Scientists have confirmed with unprecedented accuracy that all properties of mass are equivalent. This greatly strengthens Einstein’s principle of equivalence, which is the basis of the theory of relativity.
One of the most basic assumptions of fundamental physics is that the different properties of mass—weight, inertia, and gravity—always remain the same relative to each other. Without this equivalent, Einstein’s theory of relativity would be disproved and our modern physics textbooks would have to be rewritten. Although all measurements so far confirm the principle of equivalence, quantum theory suggests that there must be a violation. This discrepancy between Einstein’s gravitational theory and modern quantum theory is the reason why increasingly precise tests of the equivalence principle are especially important.
A team from the Center for Applied Space Technology and Microgravity (ZARM) at the University of Bremen in collaboration with the Institute for Geodesy (IfE) at the Leibniz University Hannover succeeded in proving, with 100 times greater accuracy, that a passive gravitational mass and an active gravitational mass are always equivalent—regardless of the specific composition of the respective masses.
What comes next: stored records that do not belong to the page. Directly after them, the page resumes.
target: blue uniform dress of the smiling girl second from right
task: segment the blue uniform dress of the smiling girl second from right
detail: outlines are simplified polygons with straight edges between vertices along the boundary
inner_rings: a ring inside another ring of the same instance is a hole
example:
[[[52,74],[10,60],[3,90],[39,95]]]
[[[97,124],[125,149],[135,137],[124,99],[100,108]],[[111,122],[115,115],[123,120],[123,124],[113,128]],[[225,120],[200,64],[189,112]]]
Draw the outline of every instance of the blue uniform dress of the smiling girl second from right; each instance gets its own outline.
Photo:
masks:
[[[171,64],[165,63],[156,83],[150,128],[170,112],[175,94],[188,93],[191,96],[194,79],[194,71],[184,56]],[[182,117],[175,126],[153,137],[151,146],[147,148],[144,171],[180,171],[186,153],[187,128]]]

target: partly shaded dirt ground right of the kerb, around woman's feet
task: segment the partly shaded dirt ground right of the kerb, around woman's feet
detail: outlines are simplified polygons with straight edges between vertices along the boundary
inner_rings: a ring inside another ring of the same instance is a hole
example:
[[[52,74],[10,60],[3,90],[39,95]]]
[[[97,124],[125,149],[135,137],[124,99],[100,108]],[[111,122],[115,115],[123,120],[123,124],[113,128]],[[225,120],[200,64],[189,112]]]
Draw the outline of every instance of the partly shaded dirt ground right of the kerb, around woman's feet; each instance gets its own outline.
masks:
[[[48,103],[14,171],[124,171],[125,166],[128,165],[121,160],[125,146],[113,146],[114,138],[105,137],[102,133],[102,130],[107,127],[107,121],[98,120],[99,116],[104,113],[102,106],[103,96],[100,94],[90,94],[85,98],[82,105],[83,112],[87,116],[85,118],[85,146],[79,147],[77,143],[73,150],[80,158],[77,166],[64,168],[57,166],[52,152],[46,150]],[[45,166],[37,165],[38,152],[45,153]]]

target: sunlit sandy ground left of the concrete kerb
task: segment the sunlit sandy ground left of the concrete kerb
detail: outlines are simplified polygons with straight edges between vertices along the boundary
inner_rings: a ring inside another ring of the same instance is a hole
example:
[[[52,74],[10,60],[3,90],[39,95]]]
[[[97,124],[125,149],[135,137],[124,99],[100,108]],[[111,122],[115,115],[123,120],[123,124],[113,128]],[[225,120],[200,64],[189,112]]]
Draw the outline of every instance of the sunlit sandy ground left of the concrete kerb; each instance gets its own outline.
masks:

The study was conducted within the QuantumFrontiers Higher School Cluster. July 13 team published their results in the form of a paper in the scientific journal Physical Review Letters.
The inertial mass resists acceleration. For example, it forces you to lean back into your seat when the car starts moving. Passive gravitational mass reacts to gravity and results in our weight on Earth. Active gravitational mass refers to the force of gravity an object experiences, or more precisely, the size of its gravitational field. The equivalence of these properties is fundamental to the general theory of relativity. Therefore, both the equivalence of the inertial and passive gravitational mass and the equivalence of the passive and active gravitational mass are verified with increasing accuracy.
What was the study about?
If we assume that passive and active gravitational mass are not equal—that their ratio depends on the material—then objects made of different materials with different centers of mass must be accelerating. Since the Moon is made up of an aluminum shell and an iron core, with centers of mass offset from each other, the Moon must be accelerating. Such a hypothetical change in speed could be measured with high accuracy using a “lunar laser rangefinder”. The experiment uses directed lasers from the Earth to reflectors on the Moon, placed there by the Apollo missions and the Soviet Luna program. Since then, the time of the return path of laser beams has been fixed. The research team analyzed “lunar laser rangefinder” data collected over a period of 50 years, from 1970 to 2022, and investigated such mass difference effects. Since no effect has been found, this means that the passive and active gravitational masses are equal to about 14 decimal places. This estimate is a hundred times more accurate than the best previous study dating back to 1986.
The Institute of Geodesy at the Leibniz-University of Hannover – one of only four centers in the world analyzing laser measurements of the distance to the Moon – has a unique expertise in data evaluation, especially for testing general relativity. In the current study, the institute analyzed measurements from the lunar laser rangefinder, including error analysis and interpretation of the results.